La chirurgie, qui était complexe, a duré plus de 12 heures.
Le Dr Hong a sauvé la vie de M. Suarez en remplaçant l’anneau aortique par une valve mécanique et en effectuant un remplacement de l’arc de l’aorte. « Avec le recul, je me demande comment lui et son équipe ont pu travailler aussi longtemps.

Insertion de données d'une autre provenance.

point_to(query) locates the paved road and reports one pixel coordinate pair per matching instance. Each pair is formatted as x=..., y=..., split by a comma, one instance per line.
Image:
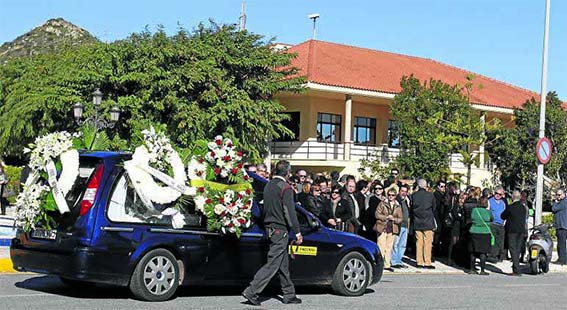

Qui peut faire ça sans trembler?! », se demande M. Suarez.
Par la suite, malgré son épuisement, le Dr Hong est allé parler à Carla, qui venait d’arriver à Winnipeg. « J’étais impressionné qu’il prenne le temps de s’entretenir avec elle », dit M. Suarez. « Je remercie Dieu que le personnel ait traité ma femme et ma famille avec compassion. La touche personnelle est très importante. »
« Tous les membres du personnel infirmier de l’Unité des soins intensifs (USI), à chaque changement de quart, connaissaient leur métier. Ils comprenaient tous ma situation; tout le monde était en contrôle. Le niveau de soins à l’Hôpital Saint-Boniface est exceptionnel, absolument incroyable. Carla et moi en parlons encore tous les jours. En ce qui concerne ma valve aortique et tout le travail exécuté par le Dr Hong, c’est une réussite. »
« Le personnel de l’USI a été honnête avec moi au sujet de mon rétablissement. Je peux encore mener une vie normale, mais je dois faire attention. Quand vous traversez une telle épreuve, vous avez parfois l’impression que votre vie est finie. Vous vous dites que vous ne serez plus jamais comme avant. Cependant, les soignants de l’Hôpital Saint-Boniface m’ont donné la confiance nécessaire pour aller de l’avant et m’ont fait comprendre que j’étais capable de le faire », dit-il.